How to Create a Better Workplace
How to turn a workplace hell into a workplace heaven
Posted September 2, 2010
We spend nearly a third of our life at work (including time thinking about or worrying about work). A wonderful workplace can enrich our lives, provide a sense of purpose, accomplishment, and a source for friendships and social connections. A terrible workplace can become a living hell, leading to stress, depression, and dissatisfaction.
It is important for businesses, large and small, to try to make the workplace as positive and as productive an environment as possible. Here are several suggestions on how to make your place of work better.
Promote Regular Team-Building Activities. The best places to work (think Google, Cisco and Whole Foods Market) have a shared commitment to the organization's purpose. At these companies, employees (who are often referred to as "team members") believe in the company and what they are doing and they support one another.
To get that shared sense of purpose, it is important to focus on ways to build it. Some organizations have the resources to put on regular, consultant-assisted team building programs. But even small organizations that lack those resources can create team-building activities that can accomplish tasks while building that shared purpose and commitment.
For example, consider having all employees contribute to the creation of a company brochure or website. Such promotional materials for the company allow each member to focus on the organization's mission and purpose, and to focus on the "positives" associated with the company.
We have gotten the same effect by having all of our team members contribute to the writing of an annual report. It offers the opportunity for everyone to reflect on their personal accomplishments and learn about and celebrate the accomplishments of others, and turns an onerous task of "reporting," (formerly done by the executive team) into one of celebration and teamwork (Hint: This can be done on a wiki website!).
Create a Culture of Mutual Respect. A core value of every organization should be one of mutual respect and civility. Of course, this is easier said than done, but a starting point is to simply promote this value. Company leaders play a critical part in creating an atmosphere of respect and stopping instances of employee-to-employee (or supervisory) abuse.
My daughter's elementary school has done a wonderful job of this. They regularly discuss the value of mutual respect at assemblies. There are prominent signs that say: "No-Bully Zone," and a zero tolerance policy for bullying. [Note: Not simply a schoolyard phenomenon, workplace bullying is on the rise and an oft-ignored workplace problem].
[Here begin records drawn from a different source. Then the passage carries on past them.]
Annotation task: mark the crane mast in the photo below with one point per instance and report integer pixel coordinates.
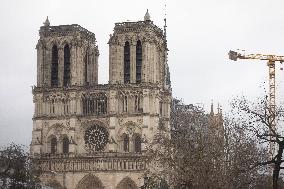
(271, 59)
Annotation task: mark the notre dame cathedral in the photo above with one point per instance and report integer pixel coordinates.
(88, 135)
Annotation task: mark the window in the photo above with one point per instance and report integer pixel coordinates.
(126, 62)
(52, 107)
(54, 67)
(124, 104)
(86, 68)
(138, 61)
(65, 107)
(93, 106)
(126, 143)
(66, 79)
(65, 145)
(53, 145)
(137, 144)
(138, 108)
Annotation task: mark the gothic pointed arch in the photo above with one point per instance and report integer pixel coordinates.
(54, 66)
(54, 185)
(137, 143)
(138, 61)
(90, 182)
(125, 142)
(126, 62)
(66, 78)
(53, 144)
(127, 183)
(65, 145)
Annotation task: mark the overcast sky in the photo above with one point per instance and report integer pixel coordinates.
(200, 34)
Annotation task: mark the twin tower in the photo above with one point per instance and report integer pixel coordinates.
(88, 135)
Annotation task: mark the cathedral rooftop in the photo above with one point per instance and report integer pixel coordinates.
(48, 30)
(138, 26)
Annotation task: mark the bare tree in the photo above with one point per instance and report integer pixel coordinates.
(199, 152)
(266, 126)
(15, 168)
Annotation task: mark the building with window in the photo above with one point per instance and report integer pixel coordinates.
(89, 135)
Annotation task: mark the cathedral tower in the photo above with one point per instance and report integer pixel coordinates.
(87, 135)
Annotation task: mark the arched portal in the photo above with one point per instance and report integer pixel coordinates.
(127, 183)
(53, 185)
(90, 182)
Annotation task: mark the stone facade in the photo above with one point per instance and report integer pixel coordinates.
(89, 135)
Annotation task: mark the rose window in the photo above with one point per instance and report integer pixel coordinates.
(96, 138)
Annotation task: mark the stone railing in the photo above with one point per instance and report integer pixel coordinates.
(91, 164)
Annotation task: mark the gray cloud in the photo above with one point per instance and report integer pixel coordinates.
(200, 34)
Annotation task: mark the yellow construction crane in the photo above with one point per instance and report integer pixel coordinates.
(271, 59)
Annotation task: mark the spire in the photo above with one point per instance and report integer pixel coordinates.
(147, 16)
(46, 23)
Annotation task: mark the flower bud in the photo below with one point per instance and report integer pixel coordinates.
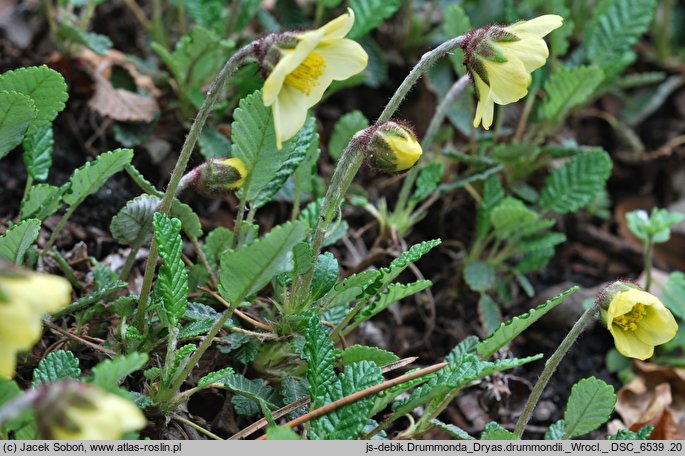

Develop Programs to Make Workplace Improvements. Years ago, I worked with a large financial institution that had a biannual survey feedback program. All employees were surveyed about all aspects of their jobs, their departments, and their companies. Employees had the opportunity to identify problems or indicate where the company could do better. At an all-employee meeting, the areas of strength and weakness/problems were shared. The executive leadership team decided on 2-4 areas that needed attention and/or improvement. Employees from all levels then volunteered to serve on year-long task forces to target the problems. There was so much enthusiasm to serve that the number of volunteers far exceeded what was needed. As you can imagine, this company was an industry leader in employee satisfaction.
A common element of these workplace improvement programs is involving employees to help solve problems - doing it in a way that can both make the workplace better, but may also lead to productive outcomes for the organization.